言霊の光がさめる頃には、彼の立ち姿は十にも満たない幼子の姿へと変わっていた。
「これは!」
「ああ、ああ、フェアリーくん!」
「くそっ! 戦闘精霊モード! 全能力解放!」
カッと目を見開くが、その瞳が赤く染まることはなかった。
「まさか、本当に子供になっちまったのか……」
呆然と自分の手を見下ろし、その掌の小ささにおののく彼の姿を見ているうちに、メグの中におかしな感情がわきあがった。
「ああっ! なんだろう、この、愛とも恋とも違う、ただ守ってあげたくなる、切なさ!」
「守ってもらわなくても、俺だって戦える!」
「きゅん♡ そうか、これが母性本能というやつなのね♡」
そのやり取りの間にも、オタク男は「デュフフフ、デュフフフ」と低い笑い声をこぼしながら二人に迫っていた。
「どうやらボクの勝ちなんだな、二人まとめてあの世に送ってあげるんだな」
この状況であってもメグはうろたえたりしない。小さなフェアリーの体をしっかりと抱きしめて、鼻先をあげる。

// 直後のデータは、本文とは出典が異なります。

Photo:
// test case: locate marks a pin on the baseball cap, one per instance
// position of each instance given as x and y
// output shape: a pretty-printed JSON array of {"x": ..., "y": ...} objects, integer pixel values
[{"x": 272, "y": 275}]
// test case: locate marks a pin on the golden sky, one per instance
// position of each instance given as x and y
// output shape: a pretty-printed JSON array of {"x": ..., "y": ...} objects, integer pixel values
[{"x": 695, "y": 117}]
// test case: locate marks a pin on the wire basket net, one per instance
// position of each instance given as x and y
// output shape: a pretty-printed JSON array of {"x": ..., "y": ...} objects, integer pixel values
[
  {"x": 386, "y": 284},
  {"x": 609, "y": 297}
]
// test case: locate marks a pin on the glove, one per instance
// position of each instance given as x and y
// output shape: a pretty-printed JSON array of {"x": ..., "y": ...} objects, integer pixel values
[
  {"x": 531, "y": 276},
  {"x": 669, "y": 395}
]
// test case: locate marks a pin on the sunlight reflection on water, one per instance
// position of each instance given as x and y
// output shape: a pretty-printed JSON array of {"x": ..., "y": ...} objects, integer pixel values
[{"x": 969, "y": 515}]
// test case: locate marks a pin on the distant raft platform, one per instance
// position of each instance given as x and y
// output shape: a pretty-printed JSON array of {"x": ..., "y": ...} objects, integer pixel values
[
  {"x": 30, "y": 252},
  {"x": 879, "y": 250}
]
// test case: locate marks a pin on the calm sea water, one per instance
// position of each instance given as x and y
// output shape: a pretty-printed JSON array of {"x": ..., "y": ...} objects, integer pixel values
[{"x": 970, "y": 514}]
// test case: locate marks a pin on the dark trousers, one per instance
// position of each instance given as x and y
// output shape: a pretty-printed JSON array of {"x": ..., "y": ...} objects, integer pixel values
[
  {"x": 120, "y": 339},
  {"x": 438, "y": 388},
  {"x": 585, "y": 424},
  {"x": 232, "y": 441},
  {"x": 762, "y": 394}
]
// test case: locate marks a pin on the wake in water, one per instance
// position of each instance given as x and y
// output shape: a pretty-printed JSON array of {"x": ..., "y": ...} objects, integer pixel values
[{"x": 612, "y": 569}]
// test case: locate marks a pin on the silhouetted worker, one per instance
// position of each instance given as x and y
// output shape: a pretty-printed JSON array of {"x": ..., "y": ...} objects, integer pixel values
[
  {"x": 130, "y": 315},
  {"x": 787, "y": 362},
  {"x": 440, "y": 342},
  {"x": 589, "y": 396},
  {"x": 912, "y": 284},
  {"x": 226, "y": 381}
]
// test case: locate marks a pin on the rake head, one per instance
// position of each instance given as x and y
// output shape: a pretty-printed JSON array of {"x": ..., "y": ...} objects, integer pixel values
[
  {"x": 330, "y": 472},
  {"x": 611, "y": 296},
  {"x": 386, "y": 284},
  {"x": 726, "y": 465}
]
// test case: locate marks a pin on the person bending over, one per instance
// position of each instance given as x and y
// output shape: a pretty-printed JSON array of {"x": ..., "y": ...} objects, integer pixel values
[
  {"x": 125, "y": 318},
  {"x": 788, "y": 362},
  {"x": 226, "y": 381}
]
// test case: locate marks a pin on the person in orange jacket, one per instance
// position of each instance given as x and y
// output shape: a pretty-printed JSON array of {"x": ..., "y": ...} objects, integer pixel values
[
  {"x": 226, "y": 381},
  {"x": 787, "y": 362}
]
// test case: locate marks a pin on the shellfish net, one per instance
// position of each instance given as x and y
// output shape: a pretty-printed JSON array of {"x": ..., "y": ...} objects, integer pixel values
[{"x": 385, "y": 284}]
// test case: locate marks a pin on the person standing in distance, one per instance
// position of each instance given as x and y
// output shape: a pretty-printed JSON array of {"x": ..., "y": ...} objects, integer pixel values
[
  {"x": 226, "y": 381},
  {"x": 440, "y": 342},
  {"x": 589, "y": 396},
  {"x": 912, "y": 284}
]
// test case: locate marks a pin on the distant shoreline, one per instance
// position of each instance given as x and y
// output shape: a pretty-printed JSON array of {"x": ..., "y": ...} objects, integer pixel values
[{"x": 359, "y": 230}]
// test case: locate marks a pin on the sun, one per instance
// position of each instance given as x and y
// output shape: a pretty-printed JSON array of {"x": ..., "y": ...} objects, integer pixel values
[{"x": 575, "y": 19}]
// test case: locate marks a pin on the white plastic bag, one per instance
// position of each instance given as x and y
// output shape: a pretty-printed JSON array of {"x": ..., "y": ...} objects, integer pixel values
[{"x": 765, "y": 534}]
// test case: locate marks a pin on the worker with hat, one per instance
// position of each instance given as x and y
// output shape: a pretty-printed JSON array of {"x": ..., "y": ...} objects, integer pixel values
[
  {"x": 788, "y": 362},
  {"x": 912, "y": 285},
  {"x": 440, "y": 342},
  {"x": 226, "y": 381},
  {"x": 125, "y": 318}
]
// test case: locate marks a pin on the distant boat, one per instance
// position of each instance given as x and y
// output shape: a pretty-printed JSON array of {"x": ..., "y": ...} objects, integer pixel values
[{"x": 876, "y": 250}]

「させない……この子の未来を……守ってあげるんだから!」
「おい、守ってもらう必要なんかない!俺は……」
「いいから、守られておきなさいよ。そんな子供の格好で、何ができるっていうのよ」
「それでも……俺はお前を守りたい」
「はいはい、じゃあ、一つだけ約束して」
「なにを?」
「私を……待ってて」
夜は明け始めている。太陽の顔はみえないが、あたりはほんのりと白んで明るい。
その明かりの中で、フェアリーはメグを見た。今までにないほど慈愛に満ちた、どこか聖母を思わせる顔だった。
「待てよ、なにをする気だよ!」
取りすがろうとするフェアリーをドンと突き放して、メグは宙に陣を描く。
「お願い、愛する人を守る力を、私に!」
自分で自分に術をかけたのだ、陣から放たれた光はすんなりとメグの体に入り込み、彼女をぼんやりと発光させる。
これにうろたえたのはオタク男だった。
「本当に、なにをする気なんだな!こわいよ、あんた!」
「そうね、あなたには感謝しているわ」
「感謝しているなら、さっさとその術を解くんだな!」
「それはそれ、これはこれ」
「うー、そもそも、なんの感謝なんだな?」
「あなたと戦わなかったら、私はずっとワガママなやり方で彼を傷つけていたかもしれない……だって、今までのメグは、自分が愛されることにばかり一所懸命だったんだもの!」
「それで周りに迷惑をかけたこと、反省したんだな?」
「でもね、いま、メグの中にある愛は……」
「いや、ボクの話も聞こうよ!」
「そういうワガママな愛じゃないの。ただ、彼を守ることができるなら、それでいい……」
「あのね、おーい、聞いてます?」
「そのためなら、この命さえいらない!それが真実の愛なのねっ!」
メグがオタク男に飛びつき、彼を羽交い締めにした。
「お、おい、抱きつく相手が違うんだな?」
「いいえ、これでいいのよ」
「まさか!」
強い意志を秘めた彼女の瞳には、朝日の前触れのようにチラチラと光る湖水の表面……
「ま、待つんだな!ボクはおよげないんだな!」
「あら、それは好都合」
水音が上がり、二人の体は湖水の表面を叩いた。
「ま、まって……ごぼごぼごぼ……」
もがく男の姿が湖水に飲まれてゆく。もちろん、男を羽交い締めにしたままのメグも……
「メグさま!メグさまーっ!」
フェアリーの悲鳴がこだまする中、メグは片手を大きくつきあげ、親指をぐっとたてた。
「ここにまた戻ってくるわ。私は」
それが最後の言霊だった。
あとはただ、冷たい水が昇り始めた太陽の光を打ち返して、静かにきらめいているだけであった。
こうして、稀代の言霊使いメグは、消えたのである。